Extending packages as frameworks¶
It is often required to extend the functionality of your package as a framework. bob.bio.base is a good example; it provides an API and other packages build upon it. The utilities provided in this page are helpful in creating framework packages and building complex toolchians/pipelines.
Python-based Configuration System¶
This package also provides a configuration system that can be used by packages in the Bob-echosystem to load run-time configuration for applications (for package-level static variable configuration use Global Configuration System). It can be used to accept complex configurations from users through command-line. The run-time configuration system is pretty simple and uses Python itself to load and validate input files, making no a priori requirements on the amount or complexity of data that needs to be configured.

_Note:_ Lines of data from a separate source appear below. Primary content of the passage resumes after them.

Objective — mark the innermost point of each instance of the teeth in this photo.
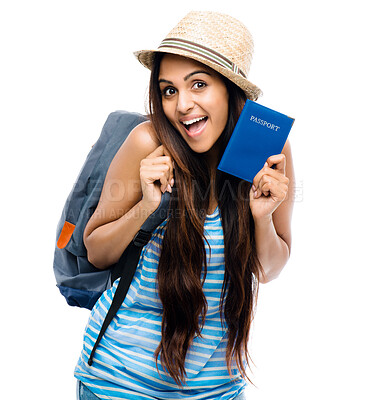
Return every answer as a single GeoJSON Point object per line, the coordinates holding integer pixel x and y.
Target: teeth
{"type": "Point", "coordinates": [192, 121]}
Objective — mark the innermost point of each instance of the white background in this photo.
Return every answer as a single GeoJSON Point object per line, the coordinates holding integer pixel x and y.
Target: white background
{"type": "Point", "coordinates": [67, 64]}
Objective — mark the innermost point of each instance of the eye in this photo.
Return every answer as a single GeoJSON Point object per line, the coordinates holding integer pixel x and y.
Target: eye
{"type": "Point", "coordinates": [168, 91]}
{"type": "Point", "coordinates": [199, 85]}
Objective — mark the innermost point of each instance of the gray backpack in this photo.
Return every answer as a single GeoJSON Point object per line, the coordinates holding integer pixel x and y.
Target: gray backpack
{"type": "Point", "coordinates": [77, 279]}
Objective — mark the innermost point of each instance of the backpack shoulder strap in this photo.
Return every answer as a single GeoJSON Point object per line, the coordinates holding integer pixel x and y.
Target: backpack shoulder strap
{"type": "Point", "coordinates": [128, 262]}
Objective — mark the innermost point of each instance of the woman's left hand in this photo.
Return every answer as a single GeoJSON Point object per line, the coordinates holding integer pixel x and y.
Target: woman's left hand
{"type": "Point", "coordinates": [270, 187]}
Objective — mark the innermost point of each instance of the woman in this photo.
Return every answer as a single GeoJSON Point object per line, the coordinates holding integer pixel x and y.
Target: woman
{"type": "Point", "coordinates": [183, 329]}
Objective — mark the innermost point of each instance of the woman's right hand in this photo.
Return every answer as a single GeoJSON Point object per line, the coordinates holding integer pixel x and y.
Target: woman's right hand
{"type": "Point", "coordinates": [156, 177]}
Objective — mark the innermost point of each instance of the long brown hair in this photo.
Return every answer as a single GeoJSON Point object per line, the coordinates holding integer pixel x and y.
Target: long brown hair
{"type": "Point", "coordinates": [183, 255]}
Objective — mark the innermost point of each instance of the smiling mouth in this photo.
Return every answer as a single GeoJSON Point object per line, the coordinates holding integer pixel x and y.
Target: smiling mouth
{"type": "Point", "coordinates": [194, 126]}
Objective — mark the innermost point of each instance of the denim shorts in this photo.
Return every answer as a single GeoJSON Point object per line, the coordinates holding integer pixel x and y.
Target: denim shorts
{"type": "Point", "coordinates": [83, 393]}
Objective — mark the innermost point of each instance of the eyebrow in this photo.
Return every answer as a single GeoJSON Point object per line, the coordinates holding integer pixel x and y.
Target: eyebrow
{"type": "Point", "coordinates": [186, 77]}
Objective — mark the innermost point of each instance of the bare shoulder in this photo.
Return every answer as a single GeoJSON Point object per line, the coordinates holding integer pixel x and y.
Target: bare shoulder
{"type": "Point", "coordinates": [143, 137]}
{"type": "Point", "coordinates": [141, 141]}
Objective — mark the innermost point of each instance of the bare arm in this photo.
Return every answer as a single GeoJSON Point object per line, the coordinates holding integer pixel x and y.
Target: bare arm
{"type": "Point", "coordinates": [122, 208]}
{"type": "Point", "coordinates": [272, 206]}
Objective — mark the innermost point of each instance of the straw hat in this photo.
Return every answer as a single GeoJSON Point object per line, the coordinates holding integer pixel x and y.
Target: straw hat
{"type": "Point", "coordinates": [214, 39]}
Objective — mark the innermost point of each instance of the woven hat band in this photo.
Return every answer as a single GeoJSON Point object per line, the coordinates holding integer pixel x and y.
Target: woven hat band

The configuration system is centered around a single function called
bob.extension.config.load()
. You call it to load the configuration
objects from one or more configuration files, like this:
>>> from bob.extension.config import load
>>> #the variable `path` points to <path-to-bob.extension's root>/data
>>> configuration = load([os.path.join(path, 'basic_config.py')])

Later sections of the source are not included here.